In an attempt to clean up the skies above, FCC Chairwoman Jessica Rosenworcel is proposing new rules that would require satellite operators in low-Earth orbit (LEO) to dispose of their satellites within five years of completing their missions.
The full commission will consider the proposal at its September 29 meeting. If adopted, the rules will shorten the existing 25-year guideline for de-orbiting satellites after they’re no longer functioning.
Rosenworcel announced her plan at the National Space Council meeting, chaired by Vice President Kamala Harris, in Houston, Texas, on Friday.
“Since 1957 humanity has put thousands of satellites into the sky, often with the understanding that they were cheaper to abandon than take out of orbit. These satellites can stay in orbit for decades, careening around our increasingly crowded skies as space junk and raising the risk of collisions that can ruin satellites we count on,” Rosenworcel said in a statement.

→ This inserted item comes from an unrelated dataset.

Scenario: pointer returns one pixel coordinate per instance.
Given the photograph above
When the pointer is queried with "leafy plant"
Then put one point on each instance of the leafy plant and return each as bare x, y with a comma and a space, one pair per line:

But there’s no reason to continue with the old practice of waiting 25 years before deorbiting spacecraft, she said. The space economy is moving fast and for it to continue to grow, “we need to do more to clean up after ourselves so space innovation can continue to expand,” she said.
The proposed Report and Order circulated to the FCC commissioners last week would require satellites ending their mission in or passing through the low-Earth orbit region below 2,000 kilometers altitude to deorbit as soon as practicable but no later than five years after their mission is complete, according to the FCC.
The FCC also said it’s updating its regulatory frameworks and adding more engineers and policy experts to speed up its commercial satellite licensing processes. In addition, it’s making more spectrum available for the nation’s space ambitions, including identifying spectrum for the first time to support commercial launches and proposing new spectrum sharing rules to increase competition.